Menu

CHICAGO PREMIERE

Shakespeare
in Love

April 15

June 11, 2017

at Chicago Shakespeare Theater

based on the screenplay by Marc Norman + Tom Stoppard
adapted for the stage by Lee Hall
directed by Rachel Rockwell

Interview with the Director

Darcy Rose Coussens interviews Jeff Award winner Rachel Rockwell for Theatermania

DARCY ROSE COUSSENS: What brought you to Chicago?

RACHEL ROCKWELL: I went to the University of Evansville in Indiana, and you either went to New York or Chicago after graduating. I decided to give Chicago a shot - I liked that it had a really good balance of straight theater and musical theater, so I came and was really fortunate to get work right away. Although I have lived in New York and Los Angeles, I come back here. This is the place that speaks to me the most and where I like living the most. It's a great place to live and make art.

DRC: It's interesting, I keep hearing that what's important in choosing to live in Chicago is enjoying living here and that it's a good community of theater artists.

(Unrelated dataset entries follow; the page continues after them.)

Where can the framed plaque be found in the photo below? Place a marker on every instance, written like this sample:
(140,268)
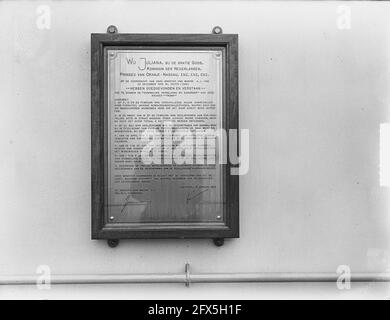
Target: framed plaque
(162,108)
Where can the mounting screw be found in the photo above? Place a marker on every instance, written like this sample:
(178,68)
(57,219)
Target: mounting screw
(219,242)
(112,29)
(112,243)
(217,30)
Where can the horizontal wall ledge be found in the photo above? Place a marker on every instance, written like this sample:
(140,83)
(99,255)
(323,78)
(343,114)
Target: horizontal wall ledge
(187,278)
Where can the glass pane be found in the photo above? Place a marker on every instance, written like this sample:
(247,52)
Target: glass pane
(164,108)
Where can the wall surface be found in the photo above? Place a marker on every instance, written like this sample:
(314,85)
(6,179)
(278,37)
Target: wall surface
(312,95)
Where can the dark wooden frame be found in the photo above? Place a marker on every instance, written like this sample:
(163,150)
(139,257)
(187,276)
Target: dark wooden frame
(101,229)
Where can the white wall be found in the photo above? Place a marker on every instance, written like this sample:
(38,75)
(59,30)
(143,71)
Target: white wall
(312,95)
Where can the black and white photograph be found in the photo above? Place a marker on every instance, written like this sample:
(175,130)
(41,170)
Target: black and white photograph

RR: Oh yeah, the community is unlike any other. I not only make art with these people, we raise our kids together. It's really been fun to watch my friends go from us all being in shows together to us being parents now. I think the artistic scene is getting better and stronger here. There's more and more work!

DRC: I've seen some of your work both as a director and a choreographer. Did you start out working more in one role, or have you always been interested in both?

RR: I got work as a choreographer first, but I think I've always been a director. I can't separate the way I look at a piece of work. It's always been through a director's eyes. My first professional opportunities were as a choreographer, but I directed my first Equity show when I was 22, which is kind of ridiculous. It was an accident! I filled in for somebody who dropped out, although I was already choreographing. It was a movement-based show, so it made sense to do that. So I think that was a natural part of my professional evolution. And I was really lucky to get opportunities.

DRC: When you went to school, were you focusing on acting or were you also focusing on directing there?

RR: I choreographed a ton of student things, and I did a bunch of directing projects in school, but we didn't have a directing major. We had a BFA, and I was a performer. So my emphasis was performing, but believe me, any opportunity I had to direct or choreograph anything, I took it!

DRC: That's actually one thing I love about Northwestern - student theater here is really great and there's just so much of it. I think what we're doing in class is so important, but we also get to try everything outside of classes.

RR: Yeah, that's critical. You need to experience every discipline - I think, anyway - if you're going to be a good director: to understand what you're asking of people, how to speak to people, to educate yourself in all design disciplines. I think it's really important to have a little bit of street cred and to know what you're talking about. Plus, it's fascinating to me. Part of the reason why I like being a director is because I like creating a complete world, and every bit of that is interesting to me.